Want to know what is the future from the perspective of online sources?
Recorded Future offers robust tools for temporal and predictive analysis including advanced visualizations and fine-grain Future alerts.
Recorded Future is a new US based service that aims to predict the future. They are even prepared to send you emails about it from here.
Data mining is not new, and search engines have been doing it for sometime to deliver relevant results. These services are similarly crawling vast amounts of the visible web and in particular social media, indexing it, and leveraging the data to create possible scenarios and conclusions. It is possible as storage, search and indexing costs have plummeted in affordability and access to freeware tools.

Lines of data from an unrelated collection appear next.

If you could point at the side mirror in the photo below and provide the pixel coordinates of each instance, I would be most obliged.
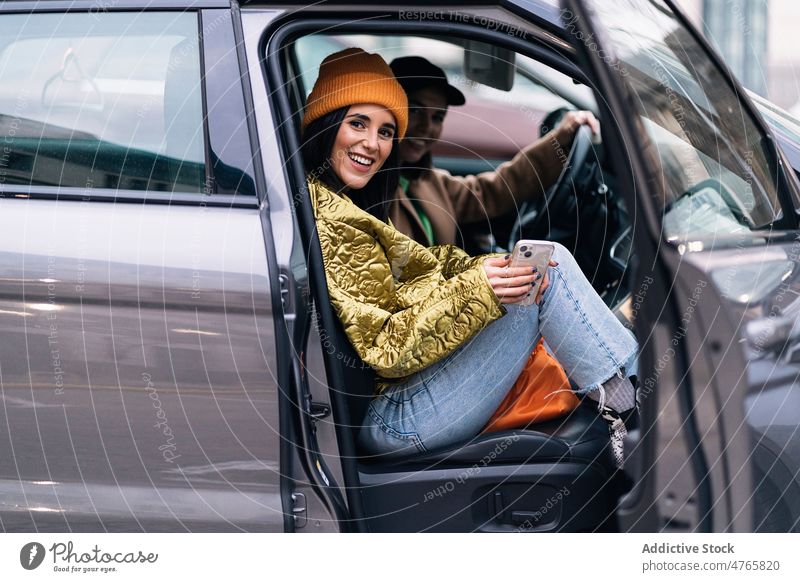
(489, 65)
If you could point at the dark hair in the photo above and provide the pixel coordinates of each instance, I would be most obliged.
(317, 147)
(418, 168)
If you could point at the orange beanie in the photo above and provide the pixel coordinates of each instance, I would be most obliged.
(353, 76)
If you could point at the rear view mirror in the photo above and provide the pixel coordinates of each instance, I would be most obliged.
(489, 65)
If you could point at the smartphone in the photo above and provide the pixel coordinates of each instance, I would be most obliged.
(532, 253)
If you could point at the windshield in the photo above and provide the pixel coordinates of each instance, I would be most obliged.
(713, 159)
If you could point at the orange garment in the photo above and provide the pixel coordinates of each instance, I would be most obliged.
(535, 396)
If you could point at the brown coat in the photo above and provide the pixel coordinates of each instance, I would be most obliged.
(451, 200)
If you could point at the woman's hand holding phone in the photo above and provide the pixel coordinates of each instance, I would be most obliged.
(510, 284)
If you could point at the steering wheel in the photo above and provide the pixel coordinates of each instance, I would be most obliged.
(559, 198)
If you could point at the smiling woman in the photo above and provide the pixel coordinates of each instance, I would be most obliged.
(352, 118)
(363, 143)
(430, 320)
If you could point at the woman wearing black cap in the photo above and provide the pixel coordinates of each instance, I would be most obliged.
(431, 203)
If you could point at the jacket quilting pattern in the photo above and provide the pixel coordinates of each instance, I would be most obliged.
(403, 306)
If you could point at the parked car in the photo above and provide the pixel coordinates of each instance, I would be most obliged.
(170, 361)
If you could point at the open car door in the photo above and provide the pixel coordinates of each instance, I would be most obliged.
(712, 210)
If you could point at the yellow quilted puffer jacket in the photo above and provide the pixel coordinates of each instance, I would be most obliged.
(403, 306)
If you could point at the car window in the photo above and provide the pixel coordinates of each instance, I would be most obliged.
(713, 158)
(101, 100)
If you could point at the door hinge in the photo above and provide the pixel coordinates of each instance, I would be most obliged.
(299, 510)
(283, 280)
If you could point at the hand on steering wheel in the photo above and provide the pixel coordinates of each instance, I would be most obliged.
(575, 127)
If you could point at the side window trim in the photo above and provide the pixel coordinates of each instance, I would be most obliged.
(73, 192)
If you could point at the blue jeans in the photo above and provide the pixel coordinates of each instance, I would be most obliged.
(451, 400)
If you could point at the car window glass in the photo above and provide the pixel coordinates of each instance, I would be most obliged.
(708, 146)
(101, 100)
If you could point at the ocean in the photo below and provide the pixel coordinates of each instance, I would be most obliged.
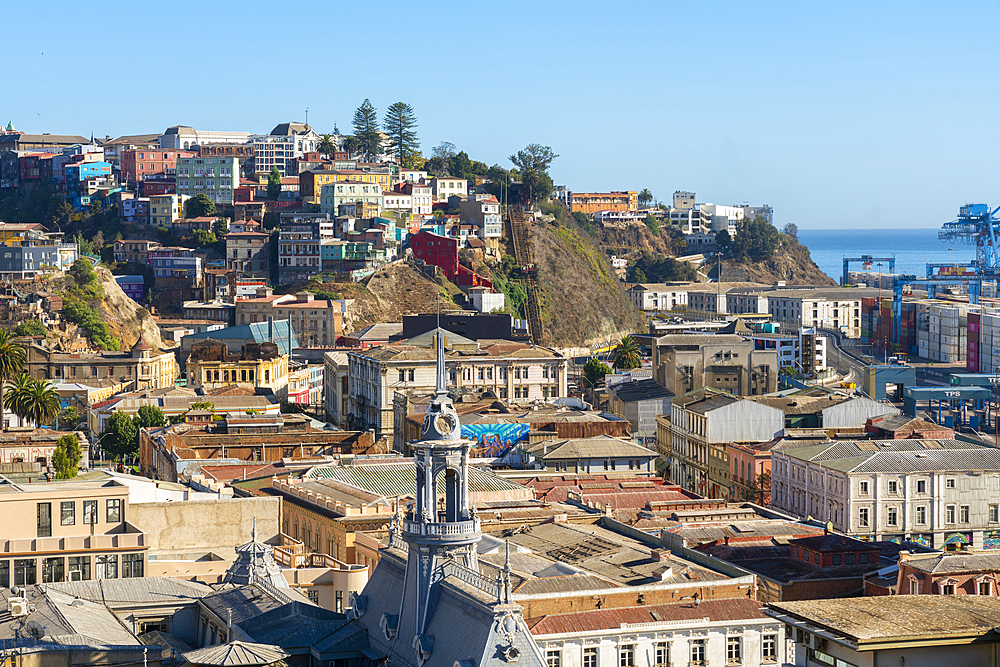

So that while it took a large enterprise to be able to gather, sort and store realistic portions of the web, now just about any reasonably sophisticated company can do it.
In Austalia, Jodee Rich has created PeopleBrowsr who’s
mission is to provide intelligent analysis of social media streams to provide a strategic response for brands and agencies interested in tracking the real-time conversations had about their brands or products online.
The thing about new media, is that there is little way for companies and advertising to mass invade your space, as it does in mainstream media (via television and radio ads that forcibly interrupted your listening/viewing). For companies to spread their message to you online, they have to engage your interest, they have to get you to engage with them. Companies can do this most successfully by going viral, making people spread their advertising in your personal networks.
What data mining of this sort does though is tap into conversations online and see what people are saying about various products and ideas, so that even if when you are not engaging directly with a company they can still get your views.
So what you say online, can now be said to have a value (albeit aggregated), but then it always did.